A tragic house fire in Al Ain, which killed a mother and four young children, should remind us that fire safety is a serious problem that can be solved by simple precautions around the house.
The basic building blocks of fire safety
It is a sad story every time. As The National reports today, an electrical fault caused the death of a mother and her four young children in a house fire in Al Ain early yesterday.
Faulty electrical systems are too often the cause of deadly fires. Civil defence officials have been trying over the past few years to stamp out dangerous electrical installations in building and renovation, through inspections and awareness campaigns.
New buildings can be constructed only after civil defence authorities ensure that safety standards are being respected, but there is no such guarantee for older buildings - such as this latest fire site - because they do not require approvals.
Despite the campaigns, the issue persists and the serial killer is still at large. In yesterday's tragedy, the fire erupted while the family was asleep after an electrical fault caused a computer to catch fire. The father's attempts to save his children - all aged 10 and under - and his wife failed.
"The man went outside and broke a window and was screaming at her to hand him the children but she was unable to get them to him," a neighbour said. It was a tragedy that should be remembered.
Many fires start because of the heavy electrical load of air-conditioning systems - which are often used non-stop during the summer - particularly if wiring has been installed by unprofessional or unqualified electricians. Authorities cannot police every instance: residents and landlords have a responsibility to ensure that people comply with safety and security standards.
As The National found during visits to older houses last year, residents sometimes have nothing except a towel on hand to use to fight a fire.
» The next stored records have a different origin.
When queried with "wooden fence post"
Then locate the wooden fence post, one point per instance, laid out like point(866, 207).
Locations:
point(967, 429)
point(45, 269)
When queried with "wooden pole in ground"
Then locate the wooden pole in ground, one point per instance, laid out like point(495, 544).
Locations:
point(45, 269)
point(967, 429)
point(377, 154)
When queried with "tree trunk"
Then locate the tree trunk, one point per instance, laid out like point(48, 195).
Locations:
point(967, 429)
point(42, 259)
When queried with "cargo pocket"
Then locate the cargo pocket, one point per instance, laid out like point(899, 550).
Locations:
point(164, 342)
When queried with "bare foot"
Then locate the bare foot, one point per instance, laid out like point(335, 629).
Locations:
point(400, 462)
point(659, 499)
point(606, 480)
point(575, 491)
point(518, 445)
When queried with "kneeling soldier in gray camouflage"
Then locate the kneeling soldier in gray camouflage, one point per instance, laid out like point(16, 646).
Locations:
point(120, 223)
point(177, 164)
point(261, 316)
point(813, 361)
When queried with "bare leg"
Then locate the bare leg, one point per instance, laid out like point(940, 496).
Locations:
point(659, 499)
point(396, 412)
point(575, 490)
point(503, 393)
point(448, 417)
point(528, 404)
"We were asleep and suddenly we heard a loud explosion," one resident told reporters. If such a fault had occurred while they were out, the whole building would have been ablaze. The building had no fire alarms, sprinklers or fire extinguishers. Another danger lies in the common subdivision of flats to accommodate as many tenants as possible. Exit routes can be blocked, which complicates rescue attempts.
Fire safety is everyone's responsibility. There's no formula for perfect safety but regular maintenance and compliance with safety standards are vital to control this threat to life and property.